Se há algo que identifica a Austrália, trata-se, sem dúvida, do canguru. Das caudas das aeronaves da Qantas, a companhia aérea nacional, a infinitas camisetas e suvenires, passando pelas moedas de um dólar e pelo brasão-de-armas, o bicho é quase onipresente. Até a seleção de futebol é conhecida como Socceroos. Imagine, então, o bafafá quando alguém ousa dizer que, afinal de contas, o canguru não é originalmente australiano.
Os cangurus são marsupiais e, assim como vários outros da mesma infraclasse – como os wallabies e o diabo da Tasmânia –, distinguem-se dos demais mamíferos pela bolsa em que carregam e alimentam seus bebês.
Desde que os europeus desembarcaram na costa da Austrália e encontraram esses curiosos animais, as relações evolutivas entre os marsupiais existentes na Austrália e na América do Sul – hoje são mais de 300 espécies – têm sido investigadas intensamente. A mais recente peça no quebra-cabeças é um artigo publicado por pesquisadores alemães na última terça-feira na revista científica PloS Biology.
Há mais de 130 milhões de anos os marsupiais habitavam o super-continente de Gondwana, formado pelos continentes que hoje compõem o Hemisfério Sul, incluindo América do Sul, Antártica, África e Austrália (além da Índia, hoje no Hemisfério Norte).
Hoje, alguns marsupiais que vivem na América do Sul possuem características próximas daqueles que habitam a Austrália, dando margem à pergunta: afinal, quem deu origem a quem? Uma das teorias é que o marsupial original vivia na América do Sul e teria migrado para a Austrália antes que Gondwana se separasse. A partir daí, os marsupiais de cada lado teriam evoluído separadamente, adaptando-se aos respectivos ambientes. Outros estudos, entretanto, apontam que o padrão migratório pode ter sido mais complicado e que algumas espécies da Austrália teriam retornado à América do Sul.
Graças à recente sequenciação do genoma de dois marsupiais – um sul-americano, o Monodelphis domestica, e outro australiano, o Macropus eugenii –, os pesquisadores alemães puderam estudar marcadores genéticos estáveis que não sofrem mutações ou outros eventos aleatórios.

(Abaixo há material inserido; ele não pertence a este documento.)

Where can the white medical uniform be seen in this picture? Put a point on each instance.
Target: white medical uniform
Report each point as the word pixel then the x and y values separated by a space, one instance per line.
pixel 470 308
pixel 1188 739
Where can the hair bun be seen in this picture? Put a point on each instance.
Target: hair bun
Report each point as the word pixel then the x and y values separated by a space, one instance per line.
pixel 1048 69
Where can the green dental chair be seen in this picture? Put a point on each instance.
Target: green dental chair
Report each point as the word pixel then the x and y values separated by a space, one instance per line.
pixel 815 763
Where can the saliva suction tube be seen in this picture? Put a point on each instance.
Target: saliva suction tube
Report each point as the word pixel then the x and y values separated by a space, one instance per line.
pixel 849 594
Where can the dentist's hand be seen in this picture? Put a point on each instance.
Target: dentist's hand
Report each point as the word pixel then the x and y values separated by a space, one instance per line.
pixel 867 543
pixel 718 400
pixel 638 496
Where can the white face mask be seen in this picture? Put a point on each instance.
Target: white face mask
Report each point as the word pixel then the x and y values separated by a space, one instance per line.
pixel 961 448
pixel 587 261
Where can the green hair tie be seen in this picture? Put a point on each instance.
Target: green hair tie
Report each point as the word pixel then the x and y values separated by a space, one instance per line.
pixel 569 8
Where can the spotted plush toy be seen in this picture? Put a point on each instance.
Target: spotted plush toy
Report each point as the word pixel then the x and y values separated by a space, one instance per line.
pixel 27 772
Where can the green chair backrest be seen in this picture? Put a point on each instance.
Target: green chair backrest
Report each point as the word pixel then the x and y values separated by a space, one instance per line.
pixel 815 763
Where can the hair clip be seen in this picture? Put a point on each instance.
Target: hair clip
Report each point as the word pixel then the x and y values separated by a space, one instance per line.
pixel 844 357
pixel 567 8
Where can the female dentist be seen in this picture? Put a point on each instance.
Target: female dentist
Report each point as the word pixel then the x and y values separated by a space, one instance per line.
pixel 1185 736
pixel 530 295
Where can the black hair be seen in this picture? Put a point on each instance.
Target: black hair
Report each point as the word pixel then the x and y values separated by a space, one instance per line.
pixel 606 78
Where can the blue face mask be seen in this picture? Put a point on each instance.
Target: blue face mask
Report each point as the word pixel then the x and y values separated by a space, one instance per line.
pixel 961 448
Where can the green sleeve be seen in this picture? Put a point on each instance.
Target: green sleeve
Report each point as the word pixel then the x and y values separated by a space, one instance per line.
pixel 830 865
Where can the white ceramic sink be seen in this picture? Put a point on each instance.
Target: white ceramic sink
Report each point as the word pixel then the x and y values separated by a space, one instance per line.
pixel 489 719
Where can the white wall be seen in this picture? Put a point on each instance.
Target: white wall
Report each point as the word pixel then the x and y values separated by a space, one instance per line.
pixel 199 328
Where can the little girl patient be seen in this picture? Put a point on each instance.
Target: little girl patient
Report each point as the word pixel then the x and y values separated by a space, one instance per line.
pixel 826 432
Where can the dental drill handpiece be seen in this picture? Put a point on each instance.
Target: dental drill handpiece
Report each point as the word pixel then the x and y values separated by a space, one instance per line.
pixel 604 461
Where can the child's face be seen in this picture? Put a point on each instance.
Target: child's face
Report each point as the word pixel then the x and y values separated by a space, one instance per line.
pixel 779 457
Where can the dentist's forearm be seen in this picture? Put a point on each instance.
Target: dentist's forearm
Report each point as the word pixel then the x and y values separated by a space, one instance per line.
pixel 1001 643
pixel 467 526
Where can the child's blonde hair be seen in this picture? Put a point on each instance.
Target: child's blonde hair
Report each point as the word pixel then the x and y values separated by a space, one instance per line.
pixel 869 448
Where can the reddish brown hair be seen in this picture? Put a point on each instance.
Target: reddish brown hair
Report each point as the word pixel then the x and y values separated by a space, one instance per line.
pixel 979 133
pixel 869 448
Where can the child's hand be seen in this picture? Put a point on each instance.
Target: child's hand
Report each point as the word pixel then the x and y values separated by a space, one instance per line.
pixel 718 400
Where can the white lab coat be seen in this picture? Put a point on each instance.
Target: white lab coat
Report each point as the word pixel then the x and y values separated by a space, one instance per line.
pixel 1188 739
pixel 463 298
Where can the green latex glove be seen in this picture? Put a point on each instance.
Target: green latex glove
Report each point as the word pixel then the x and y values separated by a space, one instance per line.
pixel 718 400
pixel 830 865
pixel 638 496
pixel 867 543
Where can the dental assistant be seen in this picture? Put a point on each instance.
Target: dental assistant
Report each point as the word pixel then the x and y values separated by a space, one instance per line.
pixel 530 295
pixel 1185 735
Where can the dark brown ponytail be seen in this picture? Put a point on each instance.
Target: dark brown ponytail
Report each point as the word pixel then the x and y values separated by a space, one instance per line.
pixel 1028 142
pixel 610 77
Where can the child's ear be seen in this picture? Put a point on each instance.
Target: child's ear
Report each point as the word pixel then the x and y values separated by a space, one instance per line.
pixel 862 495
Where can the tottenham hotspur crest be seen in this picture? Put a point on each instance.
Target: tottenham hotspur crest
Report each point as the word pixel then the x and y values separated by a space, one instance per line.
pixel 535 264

Os resultados indicaram uma “clara separação entre os marsupiais da América do Sul e da Australasia”, segundo os autores, reforçando a hipótese de que houve apenas uma migração da América do Sul para a Austrália.

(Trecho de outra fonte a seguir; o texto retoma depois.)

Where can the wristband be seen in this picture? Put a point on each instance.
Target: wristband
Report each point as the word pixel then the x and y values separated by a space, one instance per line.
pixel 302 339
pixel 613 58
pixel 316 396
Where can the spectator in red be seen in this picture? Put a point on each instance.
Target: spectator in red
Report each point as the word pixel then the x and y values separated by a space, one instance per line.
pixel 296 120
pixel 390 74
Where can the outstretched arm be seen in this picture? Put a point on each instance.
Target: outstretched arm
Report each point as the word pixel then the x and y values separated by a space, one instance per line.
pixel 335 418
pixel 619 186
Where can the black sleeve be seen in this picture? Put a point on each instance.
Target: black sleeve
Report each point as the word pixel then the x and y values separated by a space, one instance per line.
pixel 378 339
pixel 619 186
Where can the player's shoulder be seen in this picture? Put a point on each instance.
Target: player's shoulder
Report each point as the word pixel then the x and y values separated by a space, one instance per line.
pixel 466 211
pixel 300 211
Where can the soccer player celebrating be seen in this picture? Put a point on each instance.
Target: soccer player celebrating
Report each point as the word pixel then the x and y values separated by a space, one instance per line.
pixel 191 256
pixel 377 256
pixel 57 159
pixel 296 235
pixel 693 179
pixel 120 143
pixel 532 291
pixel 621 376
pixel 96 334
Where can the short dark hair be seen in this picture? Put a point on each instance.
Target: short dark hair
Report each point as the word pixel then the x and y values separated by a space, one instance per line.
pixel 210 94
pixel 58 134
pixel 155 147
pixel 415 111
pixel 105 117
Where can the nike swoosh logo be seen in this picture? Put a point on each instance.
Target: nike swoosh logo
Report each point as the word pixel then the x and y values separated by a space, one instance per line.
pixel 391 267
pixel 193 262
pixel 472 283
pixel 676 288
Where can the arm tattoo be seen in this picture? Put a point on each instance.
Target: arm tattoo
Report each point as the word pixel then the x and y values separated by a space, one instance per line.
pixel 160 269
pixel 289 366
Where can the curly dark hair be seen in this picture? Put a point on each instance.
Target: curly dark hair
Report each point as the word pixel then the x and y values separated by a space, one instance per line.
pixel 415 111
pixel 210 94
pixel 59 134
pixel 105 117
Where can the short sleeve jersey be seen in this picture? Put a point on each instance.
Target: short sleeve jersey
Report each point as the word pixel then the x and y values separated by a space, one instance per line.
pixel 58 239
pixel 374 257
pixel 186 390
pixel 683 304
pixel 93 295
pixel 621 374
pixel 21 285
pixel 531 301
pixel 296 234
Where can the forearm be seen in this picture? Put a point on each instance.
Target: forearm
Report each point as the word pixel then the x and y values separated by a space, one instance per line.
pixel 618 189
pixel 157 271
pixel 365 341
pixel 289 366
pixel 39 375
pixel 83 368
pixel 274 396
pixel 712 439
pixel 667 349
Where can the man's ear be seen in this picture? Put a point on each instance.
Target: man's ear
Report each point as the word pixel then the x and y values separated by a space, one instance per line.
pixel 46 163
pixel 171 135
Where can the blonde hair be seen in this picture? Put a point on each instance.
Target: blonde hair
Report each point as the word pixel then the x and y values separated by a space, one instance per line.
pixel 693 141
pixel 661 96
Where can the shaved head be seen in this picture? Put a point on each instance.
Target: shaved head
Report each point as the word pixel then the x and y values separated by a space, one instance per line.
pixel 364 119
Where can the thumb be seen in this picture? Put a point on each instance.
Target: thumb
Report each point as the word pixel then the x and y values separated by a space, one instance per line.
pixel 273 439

Dois dias depois de publicado o estudo, a rádio australiana trazia repercussão. Segundo o paleontólogo Mike Archer, da Universidade de New South Wales, o resultado é “simplista” e não leva em conta os estudos fósseis que indicariam migrações da Austrália de volta à América do Sul. Em defesa da Austrália como “centro da evolução” dos marsupiais, Archer reavivou outra característica conhecida dos australianos, o complexo de inferioridade. “Eles partem do princípio de que a Austrália é o fim do mundo e fica com os restos”, disse, referindo-se aos autores do estudo alemão.
Como se diz no Brasil: Calma que o canguru é… vosso!